# New Inlet Princess (Murrels headboat)



## RjTheMetalhead (Dec 3, 2011)

She starts back up in mid March. 
I plan to be on the first all day out I can.
Need to see blue water to make sure it's still there.

Any of you plan on going, PM me and I'll try and make it.
Have plenty of appropriate gear for offshore you can play with.


----------



## Fishguts13 (Nov 14, 2014)

Plan to hit an early trip myself. Got blown out the first half dozen last year lol.


----------



## Scooter2001 (Nov 2, 2009)

Used to do two or three trips a year when I lived down there. Haven't done one now in about five years. Favorite trip was the overnight trip. With the limits what they are these days, it it worth going out anymore?


----------



## scsharker18 (Oct 9, 2012)

RJ clear out your PM's trying to send you some good info.


----------



## RjTheMetalhead (Dec 3, 2011)

scsharker18 said:


> RJ clear out your PM's trying to send you some good info.


Might help.... done


----------



## RjTheMetalhead (Dec 3, 2011)

Scooter2001 said:


> Used to do two or three trips a year when I lived down there. Haven't done one now in about five years. Favorite trip was the overnight trip. With the limits what they are these days, it it worth going out anymore?

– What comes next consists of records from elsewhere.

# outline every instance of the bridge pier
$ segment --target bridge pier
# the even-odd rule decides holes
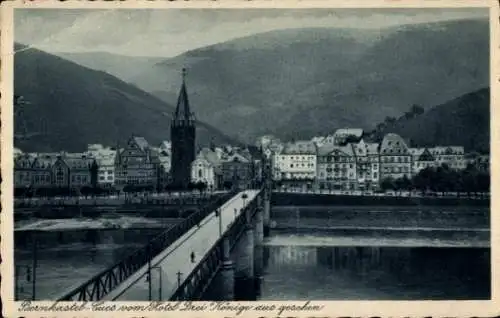
[[[224,237],[221,269],[221,300],[234,300],[234,264],[230,257],[229,238]]]
[[[250,211],[245,211],[246,224],[236,243],[234,288],[235,300],[255,300],[254,293],[254,234]]]
[[[271,224],[271,191],[264,192],[264,237],[269,236]]]
[[[256,294],[260,294],[260,286],[262,283],[262,274],[264,271],[264,253],[263,245],[264,242],[264,209],[258,205],[257,211],[255,212],[254,219],[254,286]]]

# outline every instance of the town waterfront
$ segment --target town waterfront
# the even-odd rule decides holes
[[[264,242],[259,299],[489,298],[487,208],[273,207],[272,220],[274,229]],[[85,282],[159,233],[162,227],[152,227],[152,222],[165,226],[172,220],[135,222],[144,228],[101,229],[98,236],[82,235],[79,229],[65,231],[60,243],[41,242],[36,299],[54,299]],[[318,224],[330,228],[349,224],[357,232],[293,228]],[[369,230],[377,224],[406,231]],[[16,231],[16,239],[19,236]],[[30,239],[25,240],[16,244],[15,252],[20,299],[32,297],[27,268],[32,266],[33,250]]]

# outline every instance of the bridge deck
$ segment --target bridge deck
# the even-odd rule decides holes
[[[242,198],[243,193],[247,194],[246,199]],[[220,238],[219,222],[222,223],[222,231],[225,232],[240,214],[241,209],[258,193],[258,190],[238,193],[221,207],[221,221],[215,216],[215,211],[210,213],[200,222],[199,227],[193,227],[156,256],[151,261],[151,300],[169,299]],[[195,254],[195,262],[191,262],[191,252]],[[178,272],[182,273],[180,278]],[[103,300],[149,300],[147,273],[148,264],[107,294]]]

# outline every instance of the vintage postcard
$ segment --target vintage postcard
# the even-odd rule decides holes
[[[498,315],[498,6],[2,3],[3,316]]]

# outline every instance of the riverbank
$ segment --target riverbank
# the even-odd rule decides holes
[[[101,218],[119,216],[140,216],[150,218],[185,218],[198,211],[197,205],[152,206],[42,206],[38,208],[18,208],[14,210],[14,220],[41,219],[72,219],[79,217]]]
[[[375,196],[322,193],[273,192],[273,206],[325,206],[325,205],[367,205],[367,206],[481,206],[489,207],[489,198]]]

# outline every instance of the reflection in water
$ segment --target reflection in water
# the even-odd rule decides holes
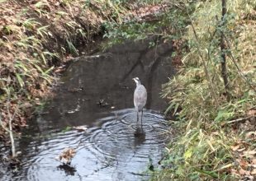
[[[174,72],[170,44],[148,48],[147,42],[114,47],[108,53],[73,63],[45,114],[31,123],[17,149],[21,170],[3,180],[140,180],[149,162],[157,167],[166,136],[159,114],[166,103],[161,85]],[[133,107],[132,78],[148,90],[143,129]],[[86,132],[61,132],[86,125]],[[76,148],[70,165],[55,160],[64,148]],[[152,162],[152,163],[151,163]],[[17,176],[18,175],[18,176]]]

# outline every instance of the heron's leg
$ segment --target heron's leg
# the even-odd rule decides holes
[[[143,128],[142,128],[142,117],[143,117],[143,109],[141,110],[141,118],[140,118],[141,130],[143,130]]]

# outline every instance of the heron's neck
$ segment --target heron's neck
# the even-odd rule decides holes
[[[140,85],[140,81],[136,81],[136,86],[139,86]]]

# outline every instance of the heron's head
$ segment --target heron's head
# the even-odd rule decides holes
[[[139,86],[140,84],[140,81],[138,77],[135,77],[132,80],[135,81],[135,82],[136,83],[136,86]]]

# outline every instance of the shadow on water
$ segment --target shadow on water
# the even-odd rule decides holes
[[[157,165],[167,141],[161,110],[161,85],[174,74],[171,44],[148,48],[149,42],[126,43],[107,53],[82,57],[63,76],[44,114],[30,123],[17,149],[22,165],[4,180],[140,180],[149,160]],[[142,128],[133,109],[139,77],[148,90]],[[67,127],[87,125],[78,132]],[[64,130],[66,130],[64,132]],[[55,157],[76,148],[71,165]],[[17,176],[18,175],[18,176]]]

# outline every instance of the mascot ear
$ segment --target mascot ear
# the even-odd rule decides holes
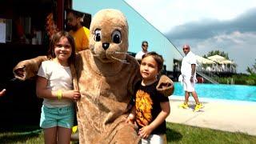
[[[174,84],[170,78],[166,75],[162,75],[156,89],[161,94],[168,97],[173,94],[174,91]]]

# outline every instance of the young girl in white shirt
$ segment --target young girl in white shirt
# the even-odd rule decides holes
[[[75,59],[73,37],[66,31],[54,34],[50,42],[48,60],[38,72],[37,95],[43,98],[40,126],[45,143],[70,143],[74,125],[74,101],[80,93],[74,90],[70,66]]]

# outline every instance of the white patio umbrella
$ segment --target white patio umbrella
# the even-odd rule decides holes
[[[195,56],[197,58],[197,61],[198,63],[202,63],[202,64],[213,64],[213,63],[216,63],[214,61],[209,60],[207,58],[205,58],[203,57],[201,57],[199,55],[196,55]]]
[[[219,63],[220,64],[234,64],[234,62],[226,59],[226,60],[219,62]]]
[[[220,62],[222,61],[226,60],[226,58],[220,56],[220,55],[218,55],[218,54],[208,57],[207,58],[213,60],[214,62]]]

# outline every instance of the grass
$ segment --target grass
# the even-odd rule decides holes
[[[26,127],[26,128],[24,128]],[[256,143],[256,136],[230,133],[167,122],[168,143]],[[38,126],[0,129],[1,143],[43,143],[43,133]],[[75,142],[72,142],[75,143]]]

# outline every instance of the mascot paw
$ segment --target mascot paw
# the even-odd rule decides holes
[[[174,83],[167,76],[162,75],[156,88],[157,90],[161,94],[164,94],[166,97],[168,97],[173,94],[174,91]]]
[[[18,62],[13,70],[14,77],[21,81],[32,79],[37,75],[41,62],[46,59],[46,56],[38,56]]]

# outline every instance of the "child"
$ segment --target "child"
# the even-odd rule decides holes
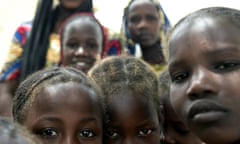
[[[101,144],[101,95],[99,87],[74,68],[41,70],[18,87],[13,118],[43,144]]]
[[[129,53],[141,56],[156,70],[161,70],[166,64],[163,49],[169,28],[168,18],[158,1],[131,0],[124,9],[123,29]]]
[[[198,10],[169,38],[171,103],[207,144],[240,143],[240,11]]]
[[[61,32],[61,62],[85,73],[101,59],[106,48],[106,33],[90,13],[70,17]]]
[[[164,106],[164,144],[203,144],[177,116],[169,98],[170,77],[164,71],[159,78],[160,99]]]
[[[0,118],[0,143],[38,144],[37,140],[25,128],[6,118]]]
[[[105,143],[160,142],[158,80],[145,62],[134,57],[105,58],[89,75],[106,102]]]

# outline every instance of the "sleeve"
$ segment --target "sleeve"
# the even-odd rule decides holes
[[[14,33],[7,58],[0,73],[0,81],[18,80],[21,68],[23,45],[26,43],[32,23],[24,22]]]

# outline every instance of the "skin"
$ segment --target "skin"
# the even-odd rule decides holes
[[[110,101],[106,124],[107,144],[159,144],[160,125],[157,111],[143,97],[130,91]]]
[[[165,139],[164,144],[203,144],[177,116],[169,98],[164,98]]]
[[[86,0],[60,0],[63,6],[67,9],[76,9]]]
[[[101,59],[103,36],[100,26],[90,17],[70,22],[63,34],[63,64],[85,73]]]
[[[159,12],[149,0],[134,1],[127,19],[131,38],[142,47],[152,46],[160,39]]]
[[[29,140],[28,138],[20,134],[14,138],[9,137],[9,135],[0,135],[0,143],[1,144],[33,144],[31,140]]]
[[[207,144],[239,143],[240,29],[202,16],[170,37],[174,109]]]
[[[23,124],[43,144],[101,144],[102,115],[95,93],[78,83],[44,88]]]

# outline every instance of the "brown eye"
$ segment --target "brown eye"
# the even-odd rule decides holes
[[[44,128],[37,132],[42,138],[53,138],[58,136],[58,132],[53,128]]]
[[[139,136],[147,136],[152,134],[153,130],[152,129],[142,129],[139,131]]]
[[[84,137],[84,138],[92,138],[96,136],[96,134],[89,129],[82,130],[79,135],[80,137]]]

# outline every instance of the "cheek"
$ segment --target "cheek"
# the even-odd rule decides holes
[[[170,101],[173,108],[177,113],[181,113],[184,104],[186,102],[186,97],[183,88],[177,86],[171,86],[170,89]]]

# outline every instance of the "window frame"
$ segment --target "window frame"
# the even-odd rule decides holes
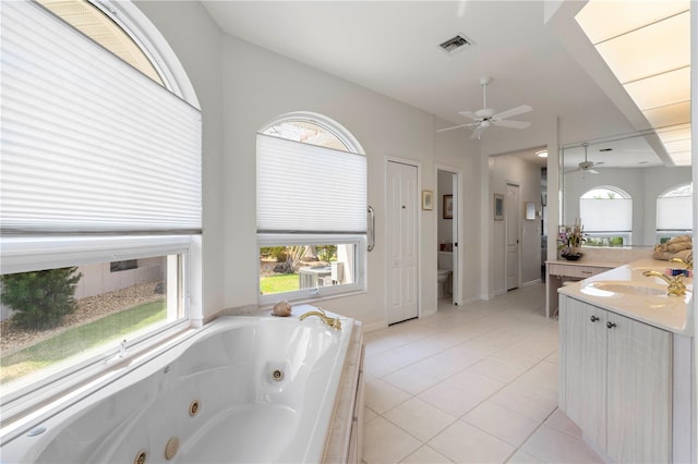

If it's worth it is up to the fish and your fishing ability. You can't do much about the limits but bitch about them... so go fishing.
If you get 3 fat scamps, a king or cobia, some triggers and bottom dwellers you'd be doing pretty good.

$100 is a drop in the bucket compared to the alternatives to get out in the Gulf Stream...


----------



## Scooter2001 (Nov 2, 2009)

RjTheMetalhead said:


> If it's worth it is up to the fish and your fishing ability. You can't do much about the limits but bitch about them... so go fishing.
> If you get 3 fat scamps, a king or cobia, some triggers and bottom dwellers you'd be doing pretty good.
> 
> $100 is a drop in the bucket compared to the alternatives to get out in the Gulf Stream...


Yeah, I love those trips. I always enjoyed fishing on the Sundancer out of Little River as well, a little pricier, but fifteen people max, actually went one day and there were only eight of us on board and everyone got a limit of Genuines (back when you could keep 2) grouper, dolphin. Dang I miss living on the coast.


----------